In contrast to the departure of the plover, the October-November departure of the Long-tailed Cuckoo is very inconspicuous with them leaving alone or in small groups without any fanfare and with no apparent dramatic decrease in their numbers. Furthermore, the recent evidence showing that many Eastern Polynesia cuckoos drift westward after June and go to Aotearoa from around Tonga, means there are much fewer birds flying direct from the Cooks and Societies to New Zealand. I conclude that using the flight path of the Long-tailed Cuckoo to find Aotearoa is unlikely but not impossible.
Other guides to Aotearoa
Although the direction of migrating cuckoos would have been difficult to detect, there are other birds migrating across tropical Polynesia to New Zealand around November that were more easily observed because of their great numbers.

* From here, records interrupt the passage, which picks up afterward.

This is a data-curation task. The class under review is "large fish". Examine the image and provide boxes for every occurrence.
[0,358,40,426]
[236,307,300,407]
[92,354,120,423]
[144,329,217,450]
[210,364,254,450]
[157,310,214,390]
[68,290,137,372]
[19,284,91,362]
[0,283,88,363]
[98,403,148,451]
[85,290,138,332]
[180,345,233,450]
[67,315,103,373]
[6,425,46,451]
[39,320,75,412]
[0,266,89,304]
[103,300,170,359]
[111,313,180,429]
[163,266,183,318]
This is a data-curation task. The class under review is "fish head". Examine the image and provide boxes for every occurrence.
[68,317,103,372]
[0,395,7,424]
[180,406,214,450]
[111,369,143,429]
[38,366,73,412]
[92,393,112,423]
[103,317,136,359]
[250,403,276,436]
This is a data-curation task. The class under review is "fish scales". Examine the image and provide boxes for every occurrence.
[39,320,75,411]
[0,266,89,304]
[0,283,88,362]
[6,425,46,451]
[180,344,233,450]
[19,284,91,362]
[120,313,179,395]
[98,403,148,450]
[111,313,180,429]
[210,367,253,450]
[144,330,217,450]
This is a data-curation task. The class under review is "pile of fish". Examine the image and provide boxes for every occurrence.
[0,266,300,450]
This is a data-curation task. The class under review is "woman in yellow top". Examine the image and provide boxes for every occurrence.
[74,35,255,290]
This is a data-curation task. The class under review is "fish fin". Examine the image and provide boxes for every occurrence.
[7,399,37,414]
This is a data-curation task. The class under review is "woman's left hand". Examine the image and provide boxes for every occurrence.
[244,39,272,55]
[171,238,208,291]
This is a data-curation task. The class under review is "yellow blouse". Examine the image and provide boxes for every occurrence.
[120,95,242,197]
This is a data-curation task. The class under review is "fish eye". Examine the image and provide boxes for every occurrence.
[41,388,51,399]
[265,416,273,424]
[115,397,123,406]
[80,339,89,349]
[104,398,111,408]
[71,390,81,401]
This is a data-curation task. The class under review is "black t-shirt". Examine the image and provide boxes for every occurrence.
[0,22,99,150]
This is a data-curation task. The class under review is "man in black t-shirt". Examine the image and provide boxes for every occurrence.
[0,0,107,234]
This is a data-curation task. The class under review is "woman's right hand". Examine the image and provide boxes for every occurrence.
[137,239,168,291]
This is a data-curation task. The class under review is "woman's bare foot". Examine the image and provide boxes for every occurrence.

In November 1985 I was on the Ravakai from Penrhyn to Rarotonga and for more than a day small petrels, similar to Cook’s Petrel (Pterodroma cookii), were flying past on a somewhat similar course. There is no petrel nesting in large numbers in the Southern Group so it seemed likely they were heading to New Zealand.
In recent years, mainly using electronic systems, the circum-Pacific migratory paths of Sooty Shearwater (Titi, Muttonbird, Ardenna grisea) and Cook’s Petrel (Titi) have been mapped in detail. These birds undertake indirect loop paths from New Zealand to their favourite feeding grounds off Peru, Southern California, Alaska and Japan but when they fly back to New Zealand in October and November they fly along remarkably straight flyways across Polynesia.
The Peru – Southern New Zealand Flyway used by Cook’s Petrel is a little too far south of tropical Polynesia to have alerted navigators of land to the southwest.
The Hawai‘i – New Zealand Flyway is used by an immense numbers of Sooty Shearwaters and Cook’s Petrels. This popular flyway runs down just west of the Cook Islands past Samoa and Tonga to New Zealand. Despite the immense number of birds using this flyway it might not have been known to navigators in the Southern Cooks and Societies.
It is the California – New Zealand Flyway used by Cook’s Petrel that has distinct possibilities of being the ancient navigators guide to New Zealand. This flyway passes through the Cook Islands and even today around 250,000 petrels use this route, and this is a population decimated by people and introduced predators. In the ancient past the numbers of petrels using this path would have been immense and would have been an overwhelming pointer to distant lands for any navigator. As Lewis pointed out, the navigator would interpret the direction into his star map and could navigate when convenient in that direction.